Quand on se place au milieu du carrefour des rues, d'où l'on voit de tous les côtés la ville qui subsiste encore presque en entier, il semble qu'on attende quelqu'un, que le maître soit prêt à venir; et l'apparence même de vie qu'offre ce séjour fait sentir plus tristement son éternel silence. C'est avec des morceaux de lave pétrifiée que sont bâties la plupart de ses maisons, qui ont été ensevelies par d'autres laves. Ainsi, ruines sur ruines, et tombeaux sur tombeaux, cette histoire du monde où les époques se comptent de débris en débris, cette vie humaine dont la trace se suit à la lueur de volcans qui l'ont consumée, remplit le cœur d'une profonde mélancolie. M.me DE STAËL. Corinne.

DIGNITÉ DE L'HOMME; EXCELLENCE DE SA NATURE.

L'HOMME a la force et la majestié; les grâces et la beauté sont l'apanage de l'autre sexe.

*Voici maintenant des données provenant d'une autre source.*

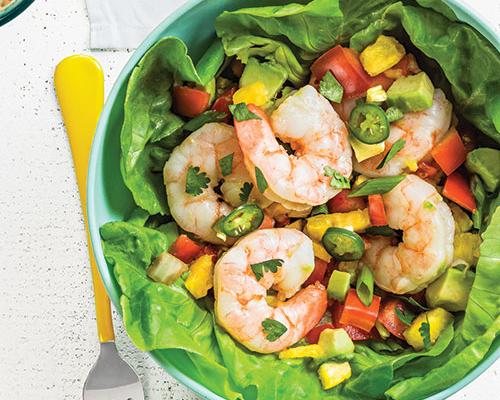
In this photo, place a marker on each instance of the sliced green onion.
(330, 88)
(395, 149)
(377, 186)
(365, 286)
(343, 244)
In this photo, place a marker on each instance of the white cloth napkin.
(122, 24)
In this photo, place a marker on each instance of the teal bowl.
(13, 10)
(110, 200)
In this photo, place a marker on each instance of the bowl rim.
(13, 10)
(97, 146)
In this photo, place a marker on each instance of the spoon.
(79, 83)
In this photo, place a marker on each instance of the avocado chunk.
(437, 318)
(486, 163)
(411, 93)
(451, 290)
(271, 75)
(335, 342)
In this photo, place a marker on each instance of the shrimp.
(240, 297)
(415, 207)
(420, 130)
(204, 149)
(306, 121)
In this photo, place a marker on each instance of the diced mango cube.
(356, 221)
(332, 374)
(381, 55)
(200, 279)
(255, 93)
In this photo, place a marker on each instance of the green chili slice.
(369, 123)
(343, 244)
(239, 222)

Tout annonce dans tous deux les maîtres de la terre; tout marque dans l'homme, même à l'extérieur, sa supériorité sur tous les êtres vivants; il se soutient droit et élevé; son attitude est celle du commandement; sa tête regarde le ciel, et présente une face auguste sur laquelle est imprimé le caractère de sa dignité; l'image de l'âme y est peinte par la physionomie; l'excellence de sa nature perce à travers les organes matériels, et anime d'un feu divin les traits de son visage; son port majestueux, sa démarche ferme et hardie,

annoncent sa noblesse et son rang: il ne touche à la terre que par ses extrémités les plus éloignées, il ne la voit que de loin, et semble la dédaigner; les bras ne lui sont pas donnés pour servir de piliers, d'appui à la masse du corps; sa main ne doit pas fouler la terre, et perdre, par des frottements réitérés, la finesse du toucher dont elle est le principal organe ; le bras et la main sont faits pour servir à des usages plus nobles, pour exécuter les ordres de la volonté, pour saisir les choses éloignées, pour écarter les obstacles, pour prévenir les rencontres et le choc de ce qui pourroit nuire, pour embrasser et retenir ce qui peut plaire, pour le mettre à portée des autres sens.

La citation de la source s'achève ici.